A sequence of PIV velocity maps with flow streamlines overlaid to highlight the development of the flow structures in the wake of the cylindrical obstacle

Figure 7 shows vorticity plots corresponding to the flow sequence presented in Fig. 6, with positive and negative vorticity represented by red and blue regions respectively. As expected, directly downstream of the obstacle. there are high levels of vorticity corresponding to the two shear layers. The vorticity sequence shows how these layers roll up asymmetrically to form the classic eddy shedding pattern. Initially, in the sequence, a large region of negative vorticity is present on the left-hand side. The presence of this structure causes "roll-up" of the flow and the generation of bulk rotation on the opposing side of the wake region.
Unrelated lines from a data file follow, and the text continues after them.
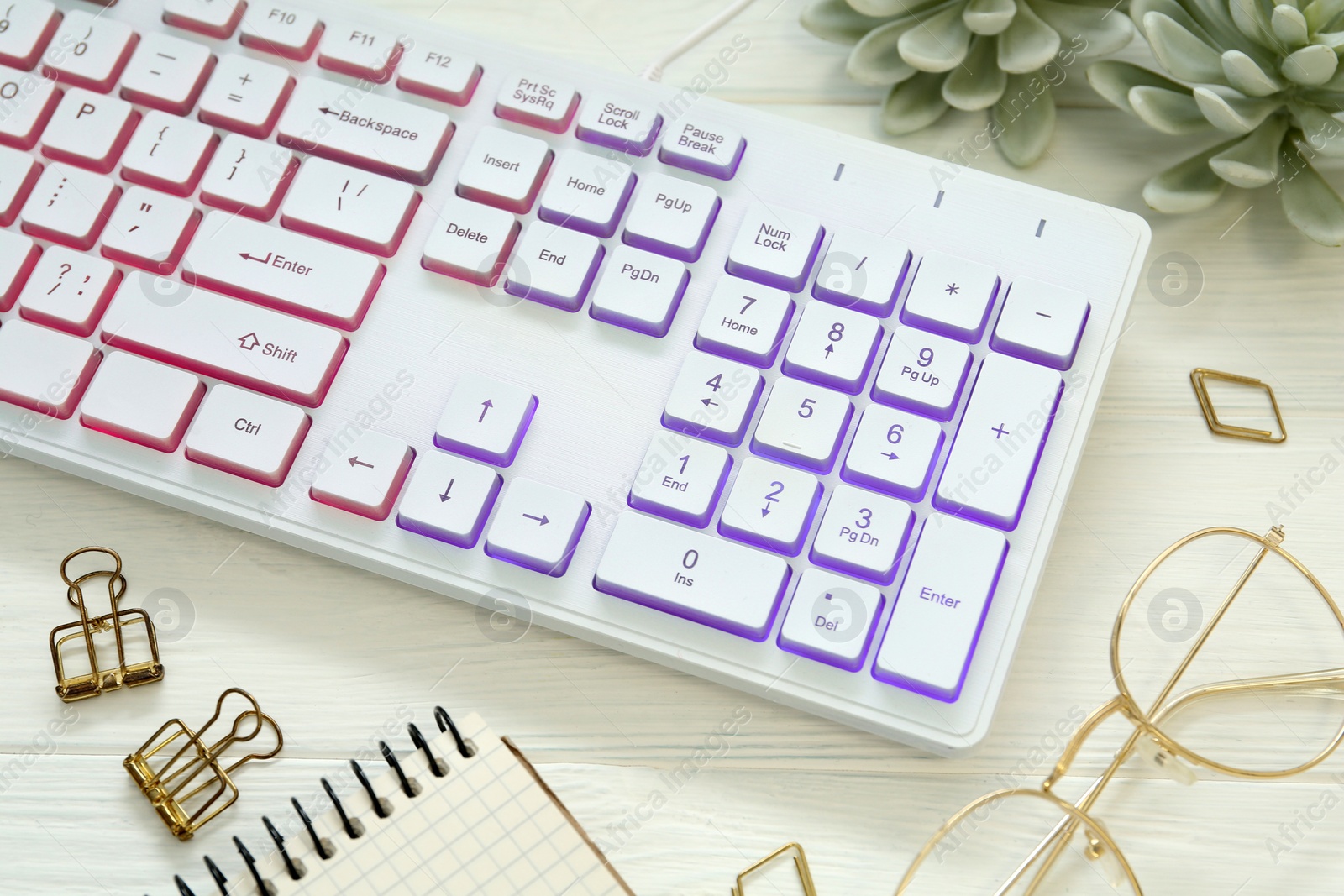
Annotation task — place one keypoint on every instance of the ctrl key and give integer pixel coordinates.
(246, 434)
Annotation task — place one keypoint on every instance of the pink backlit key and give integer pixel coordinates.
(89, 129)
(42, 369)
(246, 434)
(167, 73)
(89, 51)
(141, 401)
(360, 53)
(245, 94)
(366, 477)
(150, 230)
(69, 206)
(349, 206)
(69, 291)
(225, 338)
(168, 154)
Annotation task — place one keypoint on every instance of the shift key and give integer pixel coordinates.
(281, 269)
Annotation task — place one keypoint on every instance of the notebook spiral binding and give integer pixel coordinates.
(353, 826)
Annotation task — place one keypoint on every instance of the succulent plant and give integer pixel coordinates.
(1263, 76)
(1001, 55)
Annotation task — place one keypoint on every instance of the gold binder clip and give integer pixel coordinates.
(1198, 378)
(98, 680)
(800, 862)
(168, 783)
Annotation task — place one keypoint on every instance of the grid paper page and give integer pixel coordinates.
(486, 829)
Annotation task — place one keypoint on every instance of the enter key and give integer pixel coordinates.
(281, 269)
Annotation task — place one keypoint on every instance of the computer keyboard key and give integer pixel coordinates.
(770, 506)
(538, 101)
(150, 230)
(246, 434)
(618, 123)
(42, 369)
(217, 336)
(1041, 322)
(692, 575)
(553, 265)
(18, 257)
(69, 206)
(893, 452)
(248, 176)
(951, 296)
(745, 322)
(245, 96)
(537, 527)
(671, 217)
(349, 206)
(862, 270)
(378, 134)
(941, 607)
(803, 423)
(776, 246)
(486, 419)
(18, 174)
(448, 499)
(831, 620)
(358, 51)
(31, 26)
(365, 477)
(680, 479)
(168, 73)
(833, 347)
(286, 31)
(922, 372)
(438, 74)
(168, 154)
(504, 170)
(999, 441)
(862, 533)
(712, 398)
(703, 147)
(638, 291)
(89, 50)
(140, 401)
(586, 192)
(212, 18)
(29, 110)
(69, 291)
(89, 129)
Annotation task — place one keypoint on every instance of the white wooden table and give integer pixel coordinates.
(338, 653)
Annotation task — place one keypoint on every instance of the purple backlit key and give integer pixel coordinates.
(776, 246)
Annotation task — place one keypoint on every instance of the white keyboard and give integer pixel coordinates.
(766, 403)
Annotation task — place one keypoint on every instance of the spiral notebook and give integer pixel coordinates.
(487, 826)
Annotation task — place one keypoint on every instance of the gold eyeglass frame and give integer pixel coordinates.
(1147, 725)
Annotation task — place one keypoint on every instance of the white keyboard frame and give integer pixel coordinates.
(602, 389)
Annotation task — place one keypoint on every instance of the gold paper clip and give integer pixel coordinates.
(800, 862)
(1218, 427)
(97, 680)
(163, 782)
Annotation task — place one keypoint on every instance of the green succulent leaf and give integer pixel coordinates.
(1026, 116)
(978, 82)
(990, 16)
(877, 58)
(1189, 186)
(1028, 43)
(1253, 161)
(1310, 202)
(938, 43)
(914, 103)
(837, 20)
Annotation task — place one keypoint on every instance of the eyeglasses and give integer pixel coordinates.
(1252, 712)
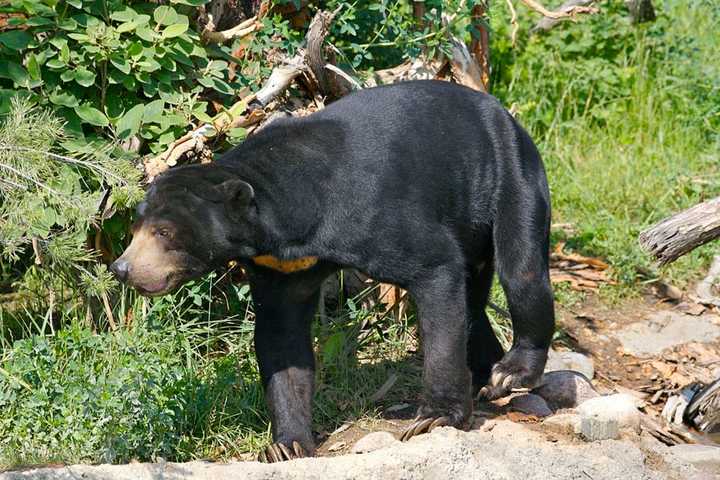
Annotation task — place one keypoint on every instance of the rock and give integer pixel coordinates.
(605, 417)
(507, 452)
(570, 361)
(666, 329)
(563, 423)
(530, 404)
(565, 389)
(373, 441)
(704, 457)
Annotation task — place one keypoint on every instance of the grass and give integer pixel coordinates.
(627, 119)
(643, 141)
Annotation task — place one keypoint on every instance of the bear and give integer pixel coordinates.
(428, 185)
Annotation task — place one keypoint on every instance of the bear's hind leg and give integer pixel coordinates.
(484, 349)
(442, 310)
(521, 239)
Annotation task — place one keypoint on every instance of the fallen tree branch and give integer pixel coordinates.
(245, 28)
(675, 236)
(563, 12)
(547, 23)
(331, 85)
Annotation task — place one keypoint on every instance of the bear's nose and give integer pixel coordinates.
(120, 268)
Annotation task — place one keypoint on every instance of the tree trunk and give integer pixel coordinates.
(547, 23)
(641, 10)
(480, 45)
(677, 235)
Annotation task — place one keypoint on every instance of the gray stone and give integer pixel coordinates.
(704, 457)
(666, 329)
(509, 451)
(565, 389)
(570, 361)
(373, 441)
(530, 404)
(563, 423)
(605, 417)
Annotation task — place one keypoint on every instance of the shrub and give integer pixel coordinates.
(139, 394)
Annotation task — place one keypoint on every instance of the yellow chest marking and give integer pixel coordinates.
(285, 266)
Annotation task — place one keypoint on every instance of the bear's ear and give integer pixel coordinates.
(236, 191)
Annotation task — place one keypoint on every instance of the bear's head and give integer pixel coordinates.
(193, 220)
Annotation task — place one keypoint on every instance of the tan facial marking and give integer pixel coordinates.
(151, 266)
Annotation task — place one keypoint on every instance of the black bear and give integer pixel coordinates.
(427, 185)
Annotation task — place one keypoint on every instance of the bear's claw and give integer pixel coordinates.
(423, 425)
(278, 452)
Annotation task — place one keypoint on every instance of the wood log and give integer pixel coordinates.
(675, 236)
(641, 11)
(547, 23)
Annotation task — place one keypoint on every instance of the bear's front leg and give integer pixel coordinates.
(442, 313)
(284, 309)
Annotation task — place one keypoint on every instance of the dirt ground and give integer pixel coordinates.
(590, 328)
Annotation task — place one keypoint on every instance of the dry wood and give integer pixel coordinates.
(567, 12)
(239, 115)
(332, 85)
(675, 236)
(641, 11)
(209, 35)
(547, 23)
(479, 47)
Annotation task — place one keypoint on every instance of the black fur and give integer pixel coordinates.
(428, 185)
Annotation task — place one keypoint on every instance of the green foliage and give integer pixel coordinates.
(627, 122)
(111, 67)
(138, 394)
(50, 201)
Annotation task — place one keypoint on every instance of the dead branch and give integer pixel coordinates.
(679, 234)
(238, 115)
(563, 12)
(332, 85)
(547, 23)
(209, 35)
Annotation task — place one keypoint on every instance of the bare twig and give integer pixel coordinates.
(513, 21)
(547, 23)
(243, 29)
(563, 12)
(66, 159)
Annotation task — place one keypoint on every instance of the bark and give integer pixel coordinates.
(547, 23)
(479, 47)
(677, 235)
(641, 11)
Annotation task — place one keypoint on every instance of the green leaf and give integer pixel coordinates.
(15, 39)
(56, 63)
(120, 63)
(126, 15)
(67, 24)
(165, 15)
(80, 37)
(153, 111)
(38, 22)
(145, 33)
(126, 27)
(33, 67)
(192, 3)
(175, 30)
(135, 50)
(67, 75)
(84, 77)
(14, 72)
(129, 124)
(64, 98)
(91, 115)
(65, 53)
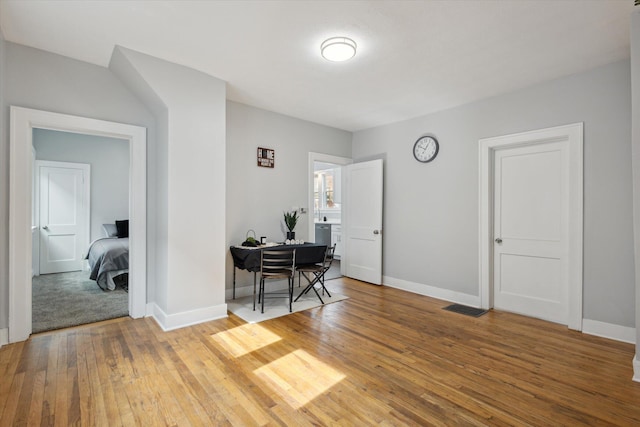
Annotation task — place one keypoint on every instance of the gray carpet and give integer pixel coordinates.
(70, 299)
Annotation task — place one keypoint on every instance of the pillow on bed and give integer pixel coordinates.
(123, 228)
(110, 230)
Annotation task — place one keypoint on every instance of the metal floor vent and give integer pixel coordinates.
(466, 310)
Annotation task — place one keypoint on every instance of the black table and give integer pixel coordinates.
(249, 258)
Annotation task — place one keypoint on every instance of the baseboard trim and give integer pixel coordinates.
(609, 330)
(432, 291)
(169, 322)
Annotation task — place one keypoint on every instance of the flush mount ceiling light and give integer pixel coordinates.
(338, 49)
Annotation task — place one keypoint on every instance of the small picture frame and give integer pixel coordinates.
(266, 157)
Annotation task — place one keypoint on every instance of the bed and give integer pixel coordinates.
(109, 259)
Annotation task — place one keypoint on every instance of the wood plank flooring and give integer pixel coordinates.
(382, 357)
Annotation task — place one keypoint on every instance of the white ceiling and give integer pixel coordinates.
(414, 57)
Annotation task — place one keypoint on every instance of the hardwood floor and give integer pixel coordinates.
(382, 357)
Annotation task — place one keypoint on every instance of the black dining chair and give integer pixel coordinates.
(277, 265)
(314, 274)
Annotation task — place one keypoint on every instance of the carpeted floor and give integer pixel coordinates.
(70, 299)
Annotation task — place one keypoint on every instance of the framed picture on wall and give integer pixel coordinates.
(266, 157)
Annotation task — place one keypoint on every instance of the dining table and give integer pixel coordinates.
(248, 257)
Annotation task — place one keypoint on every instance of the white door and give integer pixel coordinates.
(64, 215)
(362, 227)
(530, 231)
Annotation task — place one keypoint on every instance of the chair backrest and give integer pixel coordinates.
(277, 263)
(328, 257)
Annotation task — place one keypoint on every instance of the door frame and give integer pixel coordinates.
(325, 158)
(86, 190)
(22, 123)
(573, 135)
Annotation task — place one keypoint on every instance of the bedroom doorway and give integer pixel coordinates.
(23, 122)
(80, 181)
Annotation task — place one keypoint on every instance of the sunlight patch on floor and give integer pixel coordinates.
(244, 339)
(299, 377)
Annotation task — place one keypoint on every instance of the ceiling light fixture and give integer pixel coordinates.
(338, 49)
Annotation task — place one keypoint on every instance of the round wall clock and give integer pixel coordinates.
(426, 149)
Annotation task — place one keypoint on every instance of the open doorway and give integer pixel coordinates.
(23, 122)
(325, 205)
(81, 184)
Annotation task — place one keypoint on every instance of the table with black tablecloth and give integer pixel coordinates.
(248, 258)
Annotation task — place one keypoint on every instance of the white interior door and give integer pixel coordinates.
(530, 231)
(362, 228)
(64, 215)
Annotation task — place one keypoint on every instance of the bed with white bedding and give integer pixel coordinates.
(109, 259)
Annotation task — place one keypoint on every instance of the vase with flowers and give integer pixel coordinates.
(290, 221)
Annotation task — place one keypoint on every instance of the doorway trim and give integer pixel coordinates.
(325, 158)
(573, 135)
(23, 121)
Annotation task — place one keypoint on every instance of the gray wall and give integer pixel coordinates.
(256, 196)
(635, 85)
(46, 81)
(109, 160)
(195, 177)
(4, 197)
(436, 204)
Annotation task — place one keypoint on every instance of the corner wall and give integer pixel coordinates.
(194, 115)
(4, 203)
(635, 108)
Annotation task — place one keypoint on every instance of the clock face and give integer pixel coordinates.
(425, 149)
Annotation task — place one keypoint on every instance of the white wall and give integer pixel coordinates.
(41, 80)
(635, 86)
(434, 206)
(4, 196)
(257, 196)
(109, 160)
(191, 107)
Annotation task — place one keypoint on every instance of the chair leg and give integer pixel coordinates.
(262, 293)
(290, 283)
(323, 288)
(254, 290)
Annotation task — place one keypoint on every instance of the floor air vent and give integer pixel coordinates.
(466, 310)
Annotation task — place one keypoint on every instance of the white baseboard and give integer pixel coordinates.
(608, 330)
(169, 322)
(432, 291)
This is evident in the vorticity sequence with the build-up in both intensity and size of the positive (red) vorticity region between one and two diameters downstream of the obstacle.

Fig. 7.
figure 7

Plots of vorticity calculated from the velocity fields presented in Fig. 6

At approximately two diameters downstream of the obstacle, there is a distinct point where the large vorticity structures break down into smaller scales. This occurs at the interaction between the flows from the opposing eddy structures. It is interesting to note that, even at four diameters downstream of the cylinder, there are still distinct regions of high vorticity gradients with both positive and negative vorticity present.

4 Conclusions

This paper has demonstrated the potential of high-speed PIV as an LES code refinement technique. A time-resolved PIV system was developed which can provide velocity imaging at 20 kHz with a spatial resolution of 0.9 mm2. The experiments examined flows in the wake of bluff bodies and, in particular, extended the data set for flow past a circular cylinder at a Reynolds number of 3,900, commensurate with the LES modelling of Breuer (1998). Great effort was needed to control the seeding density in the experiments to ensure both diffraction-limited imaging and a high image density. Only in the regions of very high-velocity gradients did the first choice of a correlation peak fail to produce a valid sector. Having achieved a complete velocity vector map, we presented a consideration of measurement uncertainty. The random error, inherent in PIV measurements, in the presence of high-velocity gradients was considered. A formula was presented which allows for straightforward estimation of this error, and these predictions were in agreement with the work of Bolinder (2000). The highest error in the regions of severe velocity gradients was in excess of 15%. The mean random error across the whole flow field was calculated at less than 3%.

The high spatial resolution velocity data allowed the computation of the out-of-plane vorticity. With the temporal resolution achieved with this PIV system, the vorticity results, combined with the velocity data, allowed for the temporal development and interaction of individual eddy cycles to be tracked and understood.